Argentina’s new far-right leader is intent on attacking trade unions, in a country where trade unionists were tortured, murdered and disappeared in their thousands during the so-called Dirty War.

That Dirty War was a genocide against trade unionists and left-wing intellectuals, but it was also a genocide against Jewish people. Jews made up only 1% of the whole population in Argentina at the time, but a hugely disproportionate number of those murdered by the fascist regime, up to 12%, were Jews.

When the richest man on the planet is gifted a chainsaw by that Argentinian President, when the richest man openly backs a neo-fascist party in Germany, and when he gives Nazi salutes at rallies, we need to pay attention.

Fascism so openly embraced and financed by billionaires is something we need to help our young people to understand so that they can learn how to resist the abhorrent violence that sits at its core, whether that be antisemitism, Islamophobia, or anti-Palestinian hatred.

I end with a final recommendation and a plea.
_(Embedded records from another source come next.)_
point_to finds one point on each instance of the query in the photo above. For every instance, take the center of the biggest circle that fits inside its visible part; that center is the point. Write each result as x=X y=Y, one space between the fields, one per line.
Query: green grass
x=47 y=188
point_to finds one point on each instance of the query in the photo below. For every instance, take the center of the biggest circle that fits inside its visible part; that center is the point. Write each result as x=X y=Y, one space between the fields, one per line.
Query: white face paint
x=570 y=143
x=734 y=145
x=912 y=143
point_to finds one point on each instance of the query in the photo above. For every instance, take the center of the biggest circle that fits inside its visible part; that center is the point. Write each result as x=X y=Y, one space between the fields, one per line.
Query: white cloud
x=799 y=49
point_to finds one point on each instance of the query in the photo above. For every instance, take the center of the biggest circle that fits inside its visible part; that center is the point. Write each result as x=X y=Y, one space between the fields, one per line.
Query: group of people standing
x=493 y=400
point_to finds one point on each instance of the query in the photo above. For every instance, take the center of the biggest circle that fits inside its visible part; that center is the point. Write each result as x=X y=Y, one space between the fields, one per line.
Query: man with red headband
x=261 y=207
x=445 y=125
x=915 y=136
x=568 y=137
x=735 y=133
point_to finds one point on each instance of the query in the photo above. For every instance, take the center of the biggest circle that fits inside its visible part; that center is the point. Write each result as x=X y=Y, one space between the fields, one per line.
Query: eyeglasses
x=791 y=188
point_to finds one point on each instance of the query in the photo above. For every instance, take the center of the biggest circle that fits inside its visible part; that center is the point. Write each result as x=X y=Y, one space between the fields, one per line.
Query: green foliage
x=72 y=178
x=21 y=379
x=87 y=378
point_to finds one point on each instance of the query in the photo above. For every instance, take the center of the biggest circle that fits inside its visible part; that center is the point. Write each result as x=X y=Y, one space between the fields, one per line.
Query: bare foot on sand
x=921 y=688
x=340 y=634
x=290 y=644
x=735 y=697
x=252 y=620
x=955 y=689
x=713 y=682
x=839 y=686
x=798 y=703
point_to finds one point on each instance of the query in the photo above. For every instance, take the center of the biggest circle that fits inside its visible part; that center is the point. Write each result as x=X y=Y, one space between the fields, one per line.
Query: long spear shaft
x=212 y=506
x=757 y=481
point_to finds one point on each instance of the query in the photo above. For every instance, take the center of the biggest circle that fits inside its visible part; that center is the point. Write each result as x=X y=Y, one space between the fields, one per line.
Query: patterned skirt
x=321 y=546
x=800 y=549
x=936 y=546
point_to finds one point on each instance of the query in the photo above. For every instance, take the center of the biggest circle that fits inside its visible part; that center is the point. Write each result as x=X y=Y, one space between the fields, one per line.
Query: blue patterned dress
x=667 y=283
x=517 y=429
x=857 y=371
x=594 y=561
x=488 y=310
My recommendation is the book Doppelganger. In it, Naomi Klein brilliantly dissects how the far-right distort language, especially the language usually used by left-wing progressives, in order to make the powerful and the privileged appear as if they are victims who need to be liberated.

The section on Isael/Palestine has been made available for free online.

Comrades, my plea is that you urge your school leaders, senior education managers and Councillors to engage with the EIS’s Education for Peace policy and Israel/Palestine learning resource.

One was updated and launched earlier this year – and I thank again all those I thanked at the Education for Peace launch – and the other, and how it might be updated, will be discussed later at this AGM.

As we continue to think about how to help our young people explore the complex issues that our society faces, especially about how fascism rises and how it can be defeated, at a time when those young people have never been more deliberately targeted, distracted and lured into the far-right’s disinformation by big-tech and its AI algorithms, at a time when a new rearmament race is upon us, and at a time when The Lemkin Institute for Genocide Prevention and Human Security has dozens and dozens of Red Flag Alerts, Active Alerts and SOS Alerts for Genocide for different groups across the world, we all have to understand that those kinds of resources and policies for peace and justice have never been more urgently needed by educators and for the society we want to nurture into existence.

But if there is one group of trade union activists and employees who can work quickly to play an even larger role in building the bulwark against the fascists that the world needs, it is all of you, it is all of us.

At the start of the STUC conference, I was sitting up at the back with Andrea, and suddenly out of the blue she gestured to the delegation and she said to me, “Look at this group of activists, look at the quality of the people we have! What a union! What a union!” The spontaneity, the admiration and the passion in her voice struck me dumb. But I’ve found my voice again.

And I say now in reply to her and to all of you, Yes indeed! What a group of activists, what a General Secretary and staff, what a union.

Respect is what we deserve, respect is all that we demand, and respect is everything we must win.

No Pasaran, comrades, No Pasaran! Solidarity, always!